Sustainable Community Hospice Funding Model

Subject Social
Year 2023
Status Adopted - Active
Sponsor - Mover
Rocky Mountain House, Town of
Sponsor - Seconder
Penhold, Town of
Camrose, City of
Active Clauses

IT IS THEREFORE RESOLVED THAT Alberta Municipalities advocate for the Government of Alberta to implement a sustainable operational funding model for the provision of hospice services by community hospice societies across the province.  

Whereas Clauses

WHEREAS the demographics in Alberta are shifting, it is projected that over the next 25 years, the share of the population 80 years and older will increase significantly, more than doubling to as much as 7 per cent of the total Albertan population;  (1)

(1) https://open.alberta.ca/dataset/90a09f08-c52c-43bd-b48a-fda5187273b9/re…

WHEREAS the Government of Alberta has communicated, “adopting the palliative approach to care when life-limiting diseases are diagnosed is an effective way of managing health care spending. It reduces the cost of delivering care, frees up acute care capacity and improves quality of life for patients with life-limiting illness and their families;” (2)

(2) https://open.alberta.ca/dataset/130eb68f-c7b5-4ab1-8a4a-ce6181c34610/re…

WHEREAS there is an increasing demand on community providers, such as non-profit hospice societies, to deliver palliative end-of-life care (PEOLC) in Alberta;

WHEREAS the ability to meet the Alberta Health Services’ accepted standard for PEOLC bed capacity is severely limited by the lack of a province-wide, sustainable funding model; 

WHEREAS Alberta Health Services’ Rural Palliative Care In-Home Funding Program can only be used to cover end-of life care received at home and cannot be utilized to cover end-of-life care provided by hospice societies in their facilities; and

WHEREAS the Government of Alberta’s Palliative End-of-Life Care Grant Fund was one-time grant funding that was not eligible for operational costs for hospice societies.

Resolution Background

There has been ongoing engagement from the Government of Alberta regarding Palliative End-of-Life Care, highlighting the importance of these supports and services to Albertans.

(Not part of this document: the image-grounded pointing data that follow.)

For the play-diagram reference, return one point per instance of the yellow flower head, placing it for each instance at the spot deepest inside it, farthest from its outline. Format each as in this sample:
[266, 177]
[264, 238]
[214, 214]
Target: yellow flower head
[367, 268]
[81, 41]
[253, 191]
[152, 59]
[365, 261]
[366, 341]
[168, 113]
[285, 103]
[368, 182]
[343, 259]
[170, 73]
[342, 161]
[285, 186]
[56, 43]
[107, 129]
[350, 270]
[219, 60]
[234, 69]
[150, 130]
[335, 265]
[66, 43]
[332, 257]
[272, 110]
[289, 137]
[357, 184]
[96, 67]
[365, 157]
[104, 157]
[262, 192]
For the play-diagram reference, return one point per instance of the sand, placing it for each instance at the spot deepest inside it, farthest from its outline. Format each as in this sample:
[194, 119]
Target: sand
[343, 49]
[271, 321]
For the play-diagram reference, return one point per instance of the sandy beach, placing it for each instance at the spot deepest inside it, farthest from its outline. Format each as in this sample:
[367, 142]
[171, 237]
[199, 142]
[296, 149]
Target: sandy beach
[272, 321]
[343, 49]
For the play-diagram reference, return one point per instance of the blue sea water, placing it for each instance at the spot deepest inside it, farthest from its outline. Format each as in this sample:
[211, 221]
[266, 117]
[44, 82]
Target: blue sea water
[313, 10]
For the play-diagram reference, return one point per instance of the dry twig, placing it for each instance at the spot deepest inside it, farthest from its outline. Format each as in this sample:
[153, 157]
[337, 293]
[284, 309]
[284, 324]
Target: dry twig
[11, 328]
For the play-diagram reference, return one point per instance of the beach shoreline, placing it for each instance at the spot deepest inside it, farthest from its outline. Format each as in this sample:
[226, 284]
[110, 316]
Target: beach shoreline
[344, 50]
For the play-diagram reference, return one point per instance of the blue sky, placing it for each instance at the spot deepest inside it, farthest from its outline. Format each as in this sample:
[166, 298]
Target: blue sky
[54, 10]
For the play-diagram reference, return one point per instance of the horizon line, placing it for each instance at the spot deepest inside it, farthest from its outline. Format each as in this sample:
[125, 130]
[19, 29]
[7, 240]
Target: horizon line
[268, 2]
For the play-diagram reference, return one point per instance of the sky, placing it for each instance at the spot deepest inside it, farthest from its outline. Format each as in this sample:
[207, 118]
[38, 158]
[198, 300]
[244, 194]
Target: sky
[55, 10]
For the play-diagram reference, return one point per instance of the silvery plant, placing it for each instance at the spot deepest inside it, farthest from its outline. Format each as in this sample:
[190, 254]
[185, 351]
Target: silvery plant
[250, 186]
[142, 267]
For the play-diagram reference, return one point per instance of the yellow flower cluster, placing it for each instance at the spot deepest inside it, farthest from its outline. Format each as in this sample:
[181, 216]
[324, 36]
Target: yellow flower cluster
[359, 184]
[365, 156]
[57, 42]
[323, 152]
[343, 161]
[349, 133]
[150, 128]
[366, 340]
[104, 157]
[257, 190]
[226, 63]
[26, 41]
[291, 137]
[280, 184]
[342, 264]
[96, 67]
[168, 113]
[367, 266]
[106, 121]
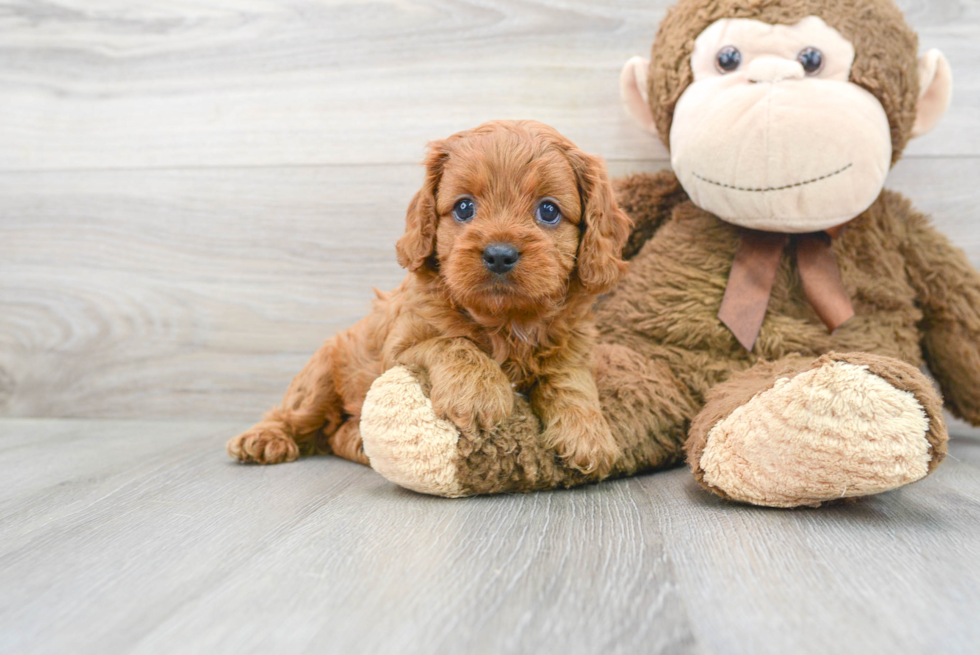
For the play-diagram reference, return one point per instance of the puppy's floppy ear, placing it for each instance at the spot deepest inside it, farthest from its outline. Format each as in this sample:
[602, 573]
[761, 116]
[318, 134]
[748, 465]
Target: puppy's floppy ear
[418, 243]
[605, 227]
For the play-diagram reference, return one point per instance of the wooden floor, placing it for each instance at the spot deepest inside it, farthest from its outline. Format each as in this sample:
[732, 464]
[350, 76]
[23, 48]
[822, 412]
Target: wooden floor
[142, 537]
[193, 194]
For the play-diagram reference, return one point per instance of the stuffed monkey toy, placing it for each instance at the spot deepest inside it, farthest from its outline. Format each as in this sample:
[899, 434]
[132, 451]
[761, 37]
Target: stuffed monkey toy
[779, 302]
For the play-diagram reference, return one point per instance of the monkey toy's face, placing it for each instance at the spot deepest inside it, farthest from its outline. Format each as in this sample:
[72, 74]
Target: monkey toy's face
[772, 135]
[770, 131]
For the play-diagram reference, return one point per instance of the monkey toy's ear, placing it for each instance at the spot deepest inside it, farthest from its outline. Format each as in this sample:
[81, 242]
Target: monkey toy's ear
[633, 89]
[935, 91]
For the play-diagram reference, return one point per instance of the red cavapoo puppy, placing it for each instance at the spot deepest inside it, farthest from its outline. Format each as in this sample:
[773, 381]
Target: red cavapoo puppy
[511, 238]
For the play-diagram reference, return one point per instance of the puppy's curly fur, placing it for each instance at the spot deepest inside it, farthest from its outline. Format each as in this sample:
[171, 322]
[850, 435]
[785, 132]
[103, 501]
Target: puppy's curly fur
[478, 333]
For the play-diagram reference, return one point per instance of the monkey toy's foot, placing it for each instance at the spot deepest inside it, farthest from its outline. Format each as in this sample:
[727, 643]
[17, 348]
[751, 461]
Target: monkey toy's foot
[410, 445]
[801, 432]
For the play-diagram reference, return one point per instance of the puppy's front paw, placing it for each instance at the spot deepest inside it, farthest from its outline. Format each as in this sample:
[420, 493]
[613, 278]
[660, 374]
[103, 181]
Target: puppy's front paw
[265, 443]
[583, 439]
[477, 402]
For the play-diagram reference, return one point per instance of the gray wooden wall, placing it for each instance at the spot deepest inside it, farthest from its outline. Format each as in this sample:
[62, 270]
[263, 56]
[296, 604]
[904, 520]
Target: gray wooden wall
[194, 194]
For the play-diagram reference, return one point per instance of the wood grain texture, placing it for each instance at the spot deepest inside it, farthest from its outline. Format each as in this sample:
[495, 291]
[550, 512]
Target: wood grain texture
[200, 293]
[155, 83]
[142, 537]
[161, 544]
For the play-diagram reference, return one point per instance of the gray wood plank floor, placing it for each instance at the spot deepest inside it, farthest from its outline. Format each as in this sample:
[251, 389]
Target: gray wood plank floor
[194, 194]
[142, 537]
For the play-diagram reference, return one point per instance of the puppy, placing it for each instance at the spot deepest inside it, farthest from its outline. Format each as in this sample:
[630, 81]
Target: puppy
[511, 238]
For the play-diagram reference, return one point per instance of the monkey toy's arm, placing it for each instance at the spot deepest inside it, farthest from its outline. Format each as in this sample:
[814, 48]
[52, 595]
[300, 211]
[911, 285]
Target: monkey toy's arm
[948, 290]
[648, 199]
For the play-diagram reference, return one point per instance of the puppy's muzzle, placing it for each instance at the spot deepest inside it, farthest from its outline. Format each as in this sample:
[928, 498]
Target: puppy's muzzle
[500, 258]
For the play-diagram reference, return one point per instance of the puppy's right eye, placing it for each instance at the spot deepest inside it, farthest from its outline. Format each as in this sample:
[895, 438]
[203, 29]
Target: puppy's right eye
[464, 209]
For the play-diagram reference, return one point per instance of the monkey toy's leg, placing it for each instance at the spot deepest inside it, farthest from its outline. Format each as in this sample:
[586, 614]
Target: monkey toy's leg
[647, 408]
[802, 431]
[311, 407]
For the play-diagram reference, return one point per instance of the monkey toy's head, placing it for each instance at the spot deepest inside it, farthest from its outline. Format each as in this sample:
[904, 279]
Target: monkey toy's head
[786, 115]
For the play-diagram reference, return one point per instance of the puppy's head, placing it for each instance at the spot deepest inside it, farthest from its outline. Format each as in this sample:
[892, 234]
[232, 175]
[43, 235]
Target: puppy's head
[512, 215]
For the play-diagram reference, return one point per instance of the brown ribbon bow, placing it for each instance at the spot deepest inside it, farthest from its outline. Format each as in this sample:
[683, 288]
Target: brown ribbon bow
[754, 271]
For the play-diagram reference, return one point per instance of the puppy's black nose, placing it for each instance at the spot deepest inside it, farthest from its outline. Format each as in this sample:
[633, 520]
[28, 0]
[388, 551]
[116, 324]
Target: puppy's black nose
[500, 257]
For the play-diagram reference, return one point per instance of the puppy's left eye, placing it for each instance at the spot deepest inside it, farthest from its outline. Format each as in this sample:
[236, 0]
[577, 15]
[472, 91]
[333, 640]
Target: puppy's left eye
[549, 213]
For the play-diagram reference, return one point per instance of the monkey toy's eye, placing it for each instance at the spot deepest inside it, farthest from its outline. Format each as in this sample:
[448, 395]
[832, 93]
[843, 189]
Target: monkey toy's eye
[728, 59]
[811, 59]
[464, 209]
[548, 212]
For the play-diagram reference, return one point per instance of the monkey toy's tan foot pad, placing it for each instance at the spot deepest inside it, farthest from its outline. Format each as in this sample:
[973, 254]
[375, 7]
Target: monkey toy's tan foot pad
[410, 445]
[801, 432]
[404, 439]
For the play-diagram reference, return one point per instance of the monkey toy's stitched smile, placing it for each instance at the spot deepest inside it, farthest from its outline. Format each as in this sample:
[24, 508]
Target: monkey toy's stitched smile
[777, 188]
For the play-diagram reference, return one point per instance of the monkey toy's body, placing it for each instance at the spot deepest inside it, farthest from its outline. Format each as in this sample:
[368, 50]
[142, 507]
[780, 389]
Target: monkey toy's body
[784, 381]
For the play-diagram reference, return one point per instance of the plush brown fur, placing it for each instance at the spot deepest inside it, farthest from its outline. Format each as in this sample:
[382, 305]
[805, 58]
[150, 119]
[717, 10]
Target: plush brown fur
[663, 353]
[476, 333]
[665, 360]
[885, 61]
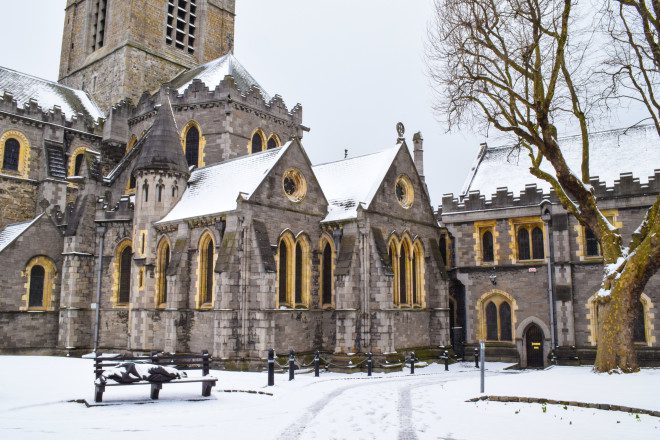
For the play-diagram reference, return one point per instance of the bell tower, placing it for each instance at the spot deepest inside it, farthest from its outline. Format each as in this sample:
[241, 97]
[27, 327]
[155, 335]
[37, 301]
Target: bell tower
[117, 49]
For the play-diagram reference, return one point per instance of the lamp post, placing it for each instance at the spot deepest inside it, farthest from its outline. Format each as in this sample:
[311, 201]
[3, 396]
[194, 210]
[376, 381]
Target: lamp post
[546, 216]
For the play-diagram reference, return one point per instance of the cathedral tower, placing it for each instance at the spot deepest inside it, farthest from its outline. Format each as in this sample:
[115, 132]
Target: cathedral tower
[120, 49]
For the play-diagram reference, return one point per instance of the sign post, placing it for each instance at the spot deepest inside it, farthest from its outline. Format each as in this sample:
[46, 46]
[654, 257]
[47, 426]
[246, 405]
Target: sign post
[482, 358]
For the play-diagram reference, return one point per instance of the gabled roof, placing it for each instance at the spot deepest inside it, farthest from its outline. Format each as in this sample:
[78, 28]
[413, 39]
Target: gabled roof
[11, 232]
[215, 189]
[48, 94]
[350, 182]
[213, 72]
[162, 148]
[634, 150]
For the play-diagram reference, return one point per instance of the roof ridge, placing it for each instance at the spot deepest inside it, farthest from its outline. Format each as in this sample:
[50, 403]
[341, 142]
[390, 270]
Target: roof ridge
[356, 157]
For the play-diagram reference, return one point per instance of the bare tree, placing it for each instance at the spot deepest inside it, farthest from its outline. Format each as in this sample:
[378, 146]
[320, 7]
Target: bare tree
[527, 67]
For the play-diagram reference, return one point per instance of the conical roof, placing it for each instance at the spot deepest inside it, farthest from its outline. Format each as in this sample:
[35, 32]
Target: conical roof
[162, 148]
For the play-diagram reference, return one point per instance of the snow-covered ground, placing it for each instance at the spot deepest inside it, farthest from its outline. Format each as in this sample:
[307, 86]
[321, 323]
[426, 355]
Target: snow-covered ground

The need to develop the capacity of these community services, especially in rural settings, is clear; the following provincial frameworks and reports are all consistent in that message:

•    Government of Alberta – Advancing palliative and end-of-life care in Alberta – Palliative and End-of-Life Care Engagement Final Report November 2021
•    Alberta Health Services – Palliative and End of Life Care – Alberta Provincial Framework Addendum 2021
•    Alberta Health Services - Palliative and End of Life Care - Alberta Provincial Framework 2014

What remains is the question of continual operational funding for PEOLC hospice community providers. 

The Government of Alberta identified the service gaps that exist for PEOLC needs in Alberta in the Advancing Palliative and End-of-Life Care in Alberta Final Report November 2021. The report included the following recommendation: 

“Government, AHS, and their partners, should grow and expand community-based PEOLC services via home and community care programs and facility-based continuing care… Stand-alone hospices face challenges in maintaining sustainable operational budgets and workforce.”  

The Government of Alberta committed $20 million over four years to improve PEOLC by shifting from hospital to community-based care; raising awareness of how and when to access PEOLC; developing effective caregiver supports; and establishing education, training and standards for health professionals. (3)   The funds were entirely allocated as of 2022 and were not eligible for hospice societies’ operational expenses.

(3) https://rmalberta.com/resolutions/20-19f-policies-for-supporting-commun…

Non-profit hospice societies who are already operating in communities and working towards expanding these important services in Alberta have been left in budget purgatory. They are actively working towards a priority identified by the Government of Alberta, but reliant on fundraising for operational funding. 

Correcting the disparity between the funding available to patients who choose to receive PEOLC in-home versus in a hospice suite is an immediate solution that could address these challenges while the economic analysis of reallocating health care financial resources in accordance with the shift from hospital to community-based hospice care is completed. 

Municipalities must advocate for the allocation of financial resources to these valuable supports and services provided in their communities.